Assimilation is the cognitive process of crafting new information and ideas into pre-existing perceptions and understanding. Essentially, when you receive new information, you process it based on information that already exists in your mind.
For example, when you first learn about an apple, you find out that it is a fruit, it’s sweet, and it keeps those nasty doctors away, because you already knew what fruit and doctors were (the big scary white-coated folks with the pointy needles).
The Role of Schemas
At the heart of assimilation is something called schemas. Schemas are the mental structures that we use to organize and interpret information. They are the framework that we use to make sense of the world around us.
When we encounter new information, we try to fit it into our existing schemas. This can sometimes result in us distorting or changing the new information to fit what we already know.
For example, if you have a schema for dogs, you might assume that all dogs are friendly and love to be petted. But if you encounter a dog that is aggressive or doesn’t like to be touched, you might have to adjust your schema to fit this new information.
The Benefits and Limitations of Assimilation
Assimilation can be a powerful tool for learning and making sense of the world around us. It allows us to build on what we already know and make connections between different pieces of information.
However, assimilation also has its limitations. If we rely too heavily on our existing schemas, we might miss out on new information or fail to see things from a different perspective.
For example, if you have a schema for a certain political party, you might automatically reject any information that goes against your beliefs, even if it’s true.
Assimilation and Accommodation
While assimilation is an important process for making sense of new information, it’s not the only process at work. Another important process is accommodation, which involves changing our existing schemas to fit new information.
For example, if you encounter a fruit that you’ve never seen before, you might need to create a new schema to fit this new information. This is called accommodation. Over time, as you encounter more new fruits, you might need to adjust your schemas to fit this new information.
Assimilation in Childhood Development
Assimilation and accommodation play an important role in childhood development. Children start out with very basic schemas for the world around them, and as they grow and learn, they develop more complex schemas.
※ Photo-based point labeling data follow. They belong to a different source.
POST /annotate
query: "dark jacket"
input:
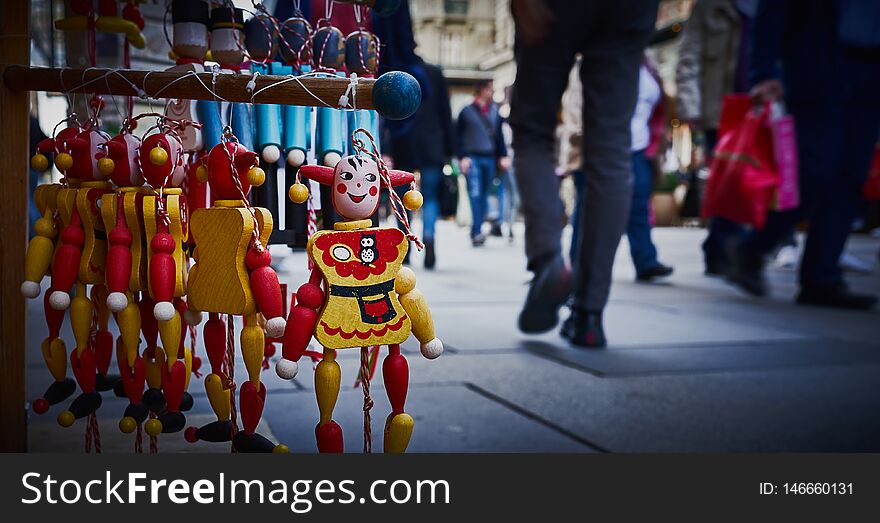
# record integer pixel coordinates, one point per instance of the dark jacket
(425, 139)
(480, 133)
(804, 44)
For example, a child might have a very simple schema for dogs when they are young (all dogs are friendly and love to be petted). As they encounter more dogs and learn more about them, their schema for dogs becomes more complex (some dogs are friendly, some are not, some like to be petted, some do not).
Understanding the role of assimilation and accommodation in childhood development can help parents and educators create environments that foster learning and growth. By providing children with new experiences and opportunities to learn, we can help them develop more complex schemas and make sense of the world around them.
Assimilation is a fundamental process in psychology that helps us make sense of the world around us. By understanding how we process new information and the role of schemas in our thinking, we can learn to be more open-minded and better able to adapt to new situations.